Malnutrition can also be passed down from mother to child. The phenomenon is known as the intergenerational cycle of malnutrition and it starts with a malnourished woman who is stunted, or too short for her age, as a result of a chronic lack of nutrients. She is not only at greater risk of complications during childbirth, but she is also at greater risk of delivering a low birth-weight baby. Low birth-weight babies are less likely to survive and more likely to suffer illness and delayed emotional and intellectual development. The cycle continues as low birth-weight baby girls can grow up to become stunted adolescents and stunted women...which takes us back to a malnourished woman who eventually becomes pregnant. Thus, the cycle of poor nutrition repeats itself, and malnutrition gets passed down from one generation to the next.
In many parts of the world, this cycle is perpetuated in large part because girls and women are often treated as less valuable than their male counterparts. Early child marriages and adolescent pregnancies make the intergenerational problem of malnutrition that much worse.

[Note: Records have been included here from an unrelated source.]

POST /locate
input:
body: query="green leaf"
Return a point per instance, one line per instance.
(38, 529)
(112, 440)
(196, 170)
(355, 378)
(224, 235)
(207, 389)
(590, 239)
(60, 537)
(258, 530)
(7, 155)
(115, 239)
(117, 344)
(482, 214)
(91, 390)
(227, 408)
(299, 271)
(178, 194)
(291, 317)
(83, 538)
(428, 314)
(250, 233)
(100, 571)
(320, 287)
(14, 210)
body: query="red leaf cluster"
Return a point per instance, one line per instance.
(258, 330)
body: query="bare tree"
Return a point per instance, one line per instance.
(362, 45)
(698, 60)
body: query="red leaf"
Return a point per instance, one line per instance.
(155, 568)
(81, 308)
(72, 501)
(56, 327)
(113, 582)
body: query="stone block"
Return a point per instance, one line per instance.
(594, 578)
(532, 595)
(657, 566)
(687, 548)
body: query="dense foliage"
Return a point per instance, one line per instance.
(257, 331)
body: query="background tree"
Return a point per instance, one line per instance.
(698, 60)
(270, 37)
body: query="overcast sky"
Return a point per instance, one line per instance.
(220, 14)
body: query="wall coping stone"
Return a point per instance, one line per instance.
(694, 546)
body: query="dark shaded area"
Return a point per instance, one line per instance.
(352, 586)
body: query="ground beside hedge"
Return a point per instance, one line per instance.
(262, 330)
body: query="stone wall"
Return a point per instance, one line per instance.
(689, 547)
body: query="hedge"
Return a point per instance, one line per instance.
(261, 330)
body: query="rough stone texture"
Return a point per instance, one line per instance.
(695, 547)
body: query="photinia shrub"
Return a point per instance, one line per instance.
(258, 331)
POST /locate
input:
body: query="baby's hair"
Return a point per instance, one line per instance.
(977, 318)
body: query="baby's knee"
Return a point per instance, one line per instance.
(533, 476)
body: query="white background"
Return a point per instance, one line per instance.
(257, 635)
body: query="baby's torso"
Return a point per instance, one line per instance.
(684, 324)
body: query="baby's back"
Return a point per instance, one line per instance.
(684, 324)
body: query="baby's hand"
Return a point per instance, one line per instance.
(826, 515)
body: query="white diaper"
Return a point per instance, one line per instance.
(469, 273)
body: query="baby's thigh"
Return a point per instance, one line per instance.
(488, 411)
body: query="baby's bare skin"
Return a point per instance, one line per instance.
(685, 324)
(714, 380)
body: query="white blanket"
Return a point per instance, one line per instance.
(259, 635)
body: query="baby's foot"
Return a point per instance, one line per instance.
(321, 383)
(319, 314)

Leaving no one behind means supporting good nutrition for women before and during pregnancy in order to turn this vicious cycle of malnutrition into a virtuous cycle where moms and babies thrive. Leaving no one behind also means societies need to invest in policies, programs and practices that put women in control of economic resources, give them greater control over their destinies, and empower them to nourish and care for their bodies and those of their children.
When the world invests in nutrition during the critical 1,000-day window from a woman's pregnancy to her child's 2nd birthday, it's a double win: it saves the lives of mothers and children, and it helps break the cycle of malnutrition and poverty.